After the last of seven speakers alights from the podium, attendees file downstairs to the platform. The white lights of the train, deep in the recesses of the tunnel, illumine the tracks. When it pulls up, a cheer rings the air. Ellis gets lost in the crowd. A pair of young, black preteens stare as the two 95-ft. cars fill, the doors slide shut and the train pulls away.
On board, Richard Chapin, chair of the Sound Transit Citizen Oversight Panel, takes a seat. He smiles once the train exits the tunnel and enters the daylight of Fifth Avenue S. As the train courses up an elevated track, en route to the tunnel bored into Beacon Hill, he turns to survey the skyline of the city. Then the windows go dark as the train enters the tunnel.
The 14-mile line cost $2.3 billion. During construction, in February 2007, a worker died in the Beacon Hill tunnel, when he was thrown or jumped from a moving locomotive that crashed into a parked train. ["Light rail builder contests fine for accident," RC, March 25-31, 2009.] Chapin acknowledges him as the train stops at the Beacon Hill station.
Onward to Mt. Baker station, and Columbia City and Othello. Past the Rainier Beach stop, the train seems to levitate on an elevated track, the car rocking. "You can feel the vibration," Chapin says. Mt. Rainier sits outside the eastern window.
As the train approaches the Tukwila station, Chapin indicates the houses on the ground with his chin. He says, "This must be where people were complaining about the noise." On July 5, the Seattle Times reported that some Tukwila residents have voiced concern about screeching wheels as trains pull into the station.
Tukwila stands as the only station out of 12 with on-site parking, enough for 600 vehicles. "The challenge," says Chapin, "in the suburbs, [is] figuring out a way to get people from their houses to the light rail station without using an automobile."

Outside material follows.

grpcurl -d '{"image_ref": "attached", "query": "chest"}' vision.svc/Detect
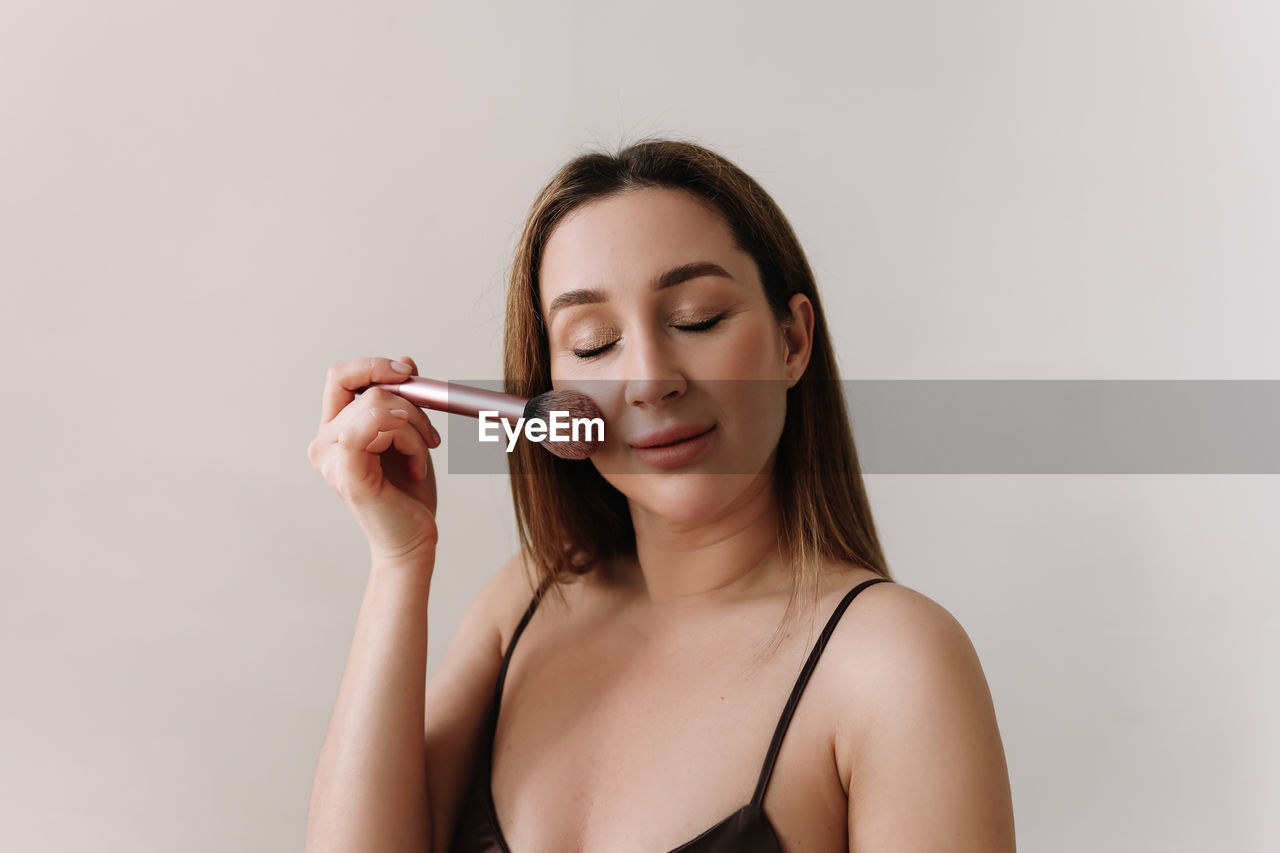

Passengers disembark and mill around the elevated station. The ping of bells sends them back aboard.
In the second car, back into town, the excitement of riding the train remains high. People with Blackberrys send texts; others with iPhones snap pictures.
Looking out of the window is Ralph Shape, mayor of Seatac. By year's end, the light rail will extend to his city, granting access to the airport, a trip estimated to take 36 minutes from Westlake.
Walking down the aisle, shaking hands, comes City Councilmember Jan Drago. "Everybody running for office is on the train," Shape says, deadpan. Along with Drago, who's vying for mayor against Nickels, King County Executive hopefuls Dow Constantine, Larry Phillips and Ross Hunter converse with fellow passengers.
Sound Transit intends to extend the line to Capitol Hill and Husky Stadium by 2016. Long-range plans -- with a projected deadline of 2030 -- will encompass Federal Way to the south and Lynnwood to the north.
Exiting the Beacon Hill tunnel, the train surfs above I-5, clogged with Friday afternoon traffic. Ellis notes that, while there's "a lot of people bitching about the traffic all the time," the congestion occurs mostly during rush hour. "We got lots of room on the highway at midnight," he adds.
For the daylight hours, he views the light rail system as a clear necessity, one whose time has come. And while he could get riled up about the decades that passed before the idea solidified into reality, he opts for a different tack. "I don't choose to make war," he says. "I'm not going to do anything but celebrate."